Technical Abstract: Background: Ketosis is a common metabolic disease during the transition period in dairy cattle, resulting in long-term economic loss to the dairy industry worldwide. While genetic selection of resistance to ketosis has been adopted by many countries, the genetic and biological basis underlying ketosis is poorly understood. Results: We collected a total of 24 blood samples from 4 healthy and 8 ketosis-diagnosed Holstein cows before (2 weeks) and after (5 days) calving, respectively. We then generated RNA-Sequencing (RNA-Seq) data and seven blood biochemical indicators (bio-indicators) for each of these samples. By employing a weighted gene co-expression network analysis (WGCNA), we determined that 4 out of 16 gene-modules were transcriptionally (FDR < 0.05) correlated with postpartum ketosis and several bio-indicators (e.g., high-density lipoprotein and low-density lipoprotein), which were significantly engaged in lipid metabolism and immune responses.

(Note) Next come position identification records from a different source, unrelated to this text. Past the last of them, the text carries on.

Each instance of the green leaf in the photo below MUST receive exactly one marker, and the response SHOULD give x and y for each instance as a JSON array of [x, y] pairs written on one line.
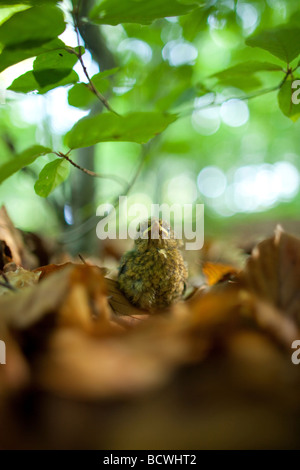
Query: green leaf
[[81, 96], [114, 12], [289, 99], [5, 3], [23, 159], [53, 66], [283, 42], [53, 174], [134, 127], [27, 82], [13, 55], [246, 68], [241, 82], [35, 25]]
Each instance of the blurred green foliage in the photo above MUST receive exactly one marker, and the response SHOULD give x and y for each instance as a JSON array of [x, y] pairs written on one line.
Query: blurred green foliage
[[217, 82]]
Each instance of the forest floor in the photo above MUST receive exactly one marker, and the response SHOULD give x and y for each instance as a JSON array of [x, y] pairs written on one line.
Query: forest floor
[[85, 369]]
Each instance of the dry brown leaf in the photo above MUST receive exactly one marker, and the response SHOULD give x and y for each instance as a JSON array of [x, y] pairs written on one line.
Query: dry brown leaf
[[15, 373], [18, 279], [273, 272], [217, 272], [80, 366], [27, 306], [86, 304]]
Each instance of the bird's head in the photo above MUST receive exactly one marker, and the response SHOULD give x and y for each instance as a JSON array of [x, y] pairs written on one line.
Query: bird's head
[[155, 232]]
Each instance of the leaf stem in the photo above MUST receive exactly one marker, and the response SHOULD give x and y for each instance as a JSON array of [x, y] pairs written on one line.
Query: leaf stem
[[116, 178], [94, 90]]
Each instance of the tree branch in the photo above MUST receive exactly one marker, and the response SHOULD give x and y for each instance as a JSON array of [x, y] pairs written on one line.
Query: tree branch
[[116, 178], [94, 90]]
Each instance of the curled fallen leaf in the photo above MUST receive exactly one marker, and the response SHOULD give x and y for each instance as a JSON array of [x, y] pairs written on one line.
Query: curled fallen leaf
[[272, 274]]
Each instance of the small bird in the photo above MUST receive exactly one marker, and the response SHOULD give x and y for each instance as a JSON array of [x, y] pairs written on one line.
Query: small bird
[[153, 275]]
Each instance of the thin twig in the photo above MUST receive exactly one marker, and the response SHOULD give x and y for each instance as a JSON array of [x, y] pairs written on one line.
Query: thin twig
[[214, 104], [116, 178], [7, 284], [75, 233], [79, 55]]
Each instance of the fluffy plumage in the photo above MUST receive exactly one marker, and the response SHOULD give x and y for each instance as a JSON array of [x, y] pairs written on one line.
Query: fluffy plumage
[[153, 275]]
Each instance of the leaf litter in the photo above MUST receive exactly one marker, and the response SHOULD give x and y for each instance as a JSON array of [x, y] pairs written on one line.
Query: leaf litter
[[71, 334]]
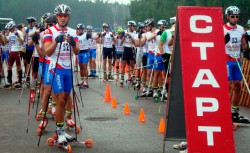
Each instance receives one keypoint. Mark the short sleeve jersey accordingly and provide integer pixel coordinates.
(92, 42)
(234, 45)
(64, 61)
(14, 43)
(107, 40)
(153, 44)
(127, 41)
(165, 37)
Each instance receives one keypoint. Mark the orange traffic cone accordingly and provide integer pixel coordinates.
(107, 97)
(114, 104)
(142, 117)
(161, 128)
(126, 110)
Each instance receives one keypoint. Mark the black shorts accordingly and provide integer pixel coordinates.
(128, 54)
(28, 55)
(166, 63)
(35, 64)
(107, 53)
(144, 60)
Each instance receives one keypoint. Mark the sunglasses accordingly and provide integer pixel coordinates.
(234, 16)
(63, 15)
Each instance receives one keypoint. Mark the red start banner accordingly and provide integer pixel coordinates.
(209, 126)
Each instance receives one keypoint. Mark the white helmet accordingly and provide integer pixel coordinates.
(10, 25)
(172, 20)
(131, 23)
(62, 9)
(89, 27)
(232, 10)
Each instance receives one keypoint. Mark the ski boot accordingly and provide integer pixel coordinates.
(32, 95)
(42, 126)
(155, 95)
(110, 77)
(85, 84)
(71, 124)
(237, 118)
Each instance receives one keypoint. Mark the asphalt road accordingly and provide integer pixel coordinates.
(110, 129)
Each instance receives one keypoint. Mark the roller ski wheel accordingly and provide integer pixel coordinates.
(78, 129)
(156, 100)
(89, 143)
(235, 126)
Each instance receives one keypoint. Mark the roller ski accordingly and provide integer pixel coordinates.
(42, 126)
(62, 139)
(71, 125)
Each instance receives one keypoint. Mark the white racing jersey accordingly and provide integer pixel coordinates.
(236, 33)
(92, 42)
(83, 42)
(14, 43)
(153, 44)
(64, 61)
(127, 41)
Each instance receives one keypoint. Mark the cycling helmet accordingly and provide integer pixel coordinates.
(62, 9)
(120, 30)
(51, 18)
(10, 25)
(31, 19)
(46, 15)
(232, 10)
(172, 20)
(104, 25)
(80, 26)
(131, 23)
(89, 27)
(141, 25)
(149, 22)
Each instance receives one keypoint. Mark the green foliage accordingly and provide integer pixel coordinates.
(83, 11)
(164, 9)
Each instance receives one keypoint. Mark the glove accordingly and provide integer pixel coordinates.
(88, 36)
(164, 57)
(159, 32)
(27, 30)
(227, 38)
(59, 39)
(42, 29)
(72, 42)
(35, 38)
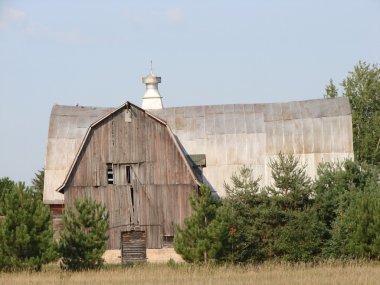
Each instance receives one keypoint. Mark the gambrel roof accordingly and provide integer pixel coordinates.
(68, 131)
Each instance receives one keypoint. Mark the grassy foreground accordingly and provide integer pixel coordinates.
(157, 274)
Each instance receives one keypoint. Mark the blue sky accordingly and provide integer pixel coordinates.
(207, 52)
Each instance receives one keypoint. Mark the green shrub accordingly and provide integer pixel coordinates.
(26, 237)
(83, 239)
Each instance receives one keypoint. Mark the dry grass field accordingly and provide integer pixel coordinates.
(183, 274)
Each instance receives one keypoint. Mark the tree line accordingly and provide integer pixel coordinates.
(296, 219)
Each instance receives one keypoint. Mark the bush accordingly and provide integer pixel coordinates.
(26, 237)
(195, 241)
(83, 239)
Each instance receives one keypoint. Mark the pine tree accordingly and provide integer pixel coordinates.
(292, 187)
(194, 241)
(38, 182)
(298, 237)
(83, 240)
(249, 216)
(331, 90)
(26, 237)
(6, 185)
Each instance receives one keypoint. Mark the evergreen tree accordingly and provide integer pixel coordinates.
(38, 182)
(250, 219)
(292, 186)
(6, 185)
(362, 87)
(83, 239)
(348, 203)
(298, 235)
(194, 242)
(331, 90)
(26, 238)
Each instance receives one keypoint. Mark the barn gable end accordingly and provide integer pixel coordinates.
(130, 161)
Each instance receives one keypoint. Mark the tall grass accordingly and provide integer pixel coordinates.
(333, 273)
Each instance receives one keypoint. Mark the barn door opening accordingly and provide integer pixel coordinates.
(133, 246)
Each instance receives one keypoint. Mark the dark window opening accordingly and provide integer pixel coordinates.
(110, 173)
(128, 170)
(132, 198)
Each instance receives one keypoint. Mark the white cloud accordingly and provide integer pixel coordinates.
(36, 30)
(174, 15)
(10, 16)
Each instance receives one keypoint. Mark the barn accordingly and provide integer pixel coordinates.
(143, 163)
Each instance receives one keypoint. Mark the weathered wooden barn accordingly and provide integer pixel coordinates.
(130, 161)
(143, 164)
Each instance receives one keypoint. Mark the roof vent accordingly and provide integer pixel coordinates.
(152, 99)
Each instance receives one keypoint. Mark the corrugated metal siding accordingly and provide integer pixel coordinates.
(251, 134)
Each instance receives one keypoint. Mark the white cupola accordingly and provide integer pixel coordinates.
(152, 99)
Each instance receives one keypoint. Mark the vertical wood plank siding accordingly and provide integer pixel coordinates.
(161, 180)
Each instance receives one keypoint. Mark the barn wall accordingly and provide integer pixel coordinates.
(157, 197)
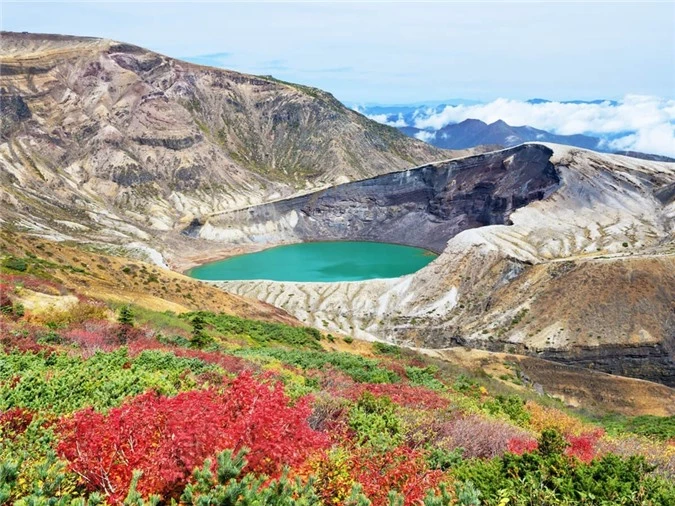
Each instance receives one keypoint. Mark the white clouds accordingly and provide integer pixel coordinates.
(658, 139)
(647, 122)
(425, 136)
(385, 119)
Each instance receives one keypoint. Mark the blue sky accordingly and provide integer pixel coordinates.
(398, 52)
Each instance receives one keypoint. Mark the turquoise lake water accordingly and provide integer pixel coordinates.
(319, 261)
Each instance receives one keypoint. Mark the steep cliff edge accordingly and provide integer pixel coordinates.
(108, 141)
(422, 207)
(582, 270)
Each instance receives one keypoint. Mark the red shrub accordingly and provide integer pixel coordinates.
(480, 437)
(5, 301)
(519, 445)
(167, 438)
(583, 446)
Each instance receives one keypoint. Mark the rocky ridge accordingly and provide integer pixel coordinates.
(582, 273)
(115, 143)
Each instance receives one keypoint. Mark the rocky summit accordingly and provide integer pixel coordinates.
(126, 142)
(544, 250)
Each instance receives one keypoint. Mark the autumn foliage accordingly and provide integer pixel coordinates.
(167, 437)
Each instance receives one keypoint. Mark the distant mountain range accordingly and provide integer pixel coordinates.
(474, 132)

By conducting a GWAS signal enrichment analysis for all gene-modules across six common disease traits (ketosis, mastitis, displaced abomasum, metritis, hypocalcemia and livability), we found four modules that were genetically (FDR < 0.05) associated with ketosis, among which three were shared with the WGCNA analysis above. We further identified five candidate genes for ketosis, including GRINA, MAF1, MAFA, C14H8orf82 and RECQL4. Our phenome-wide association analysis (Phe-WAS) demonstrated that human orthologues of these candidate genes were also significantly associated with many metabolic, endocrine, and immune traits in humans. For instance, MAFA, which is involved in insulin secretion, glucose response, and transcriptional regulation, showed a significantly higher association with metabolic and endocrine traits compared to other types of traits in humans. Conclusion: In summary, our study provides novel insights into the molecular mechanism underlying ketosis in cattle, and highlights that an integrative analysis of omics data and cross-species mapping are promising for illustrating the genetic architecture underpinning complex traits.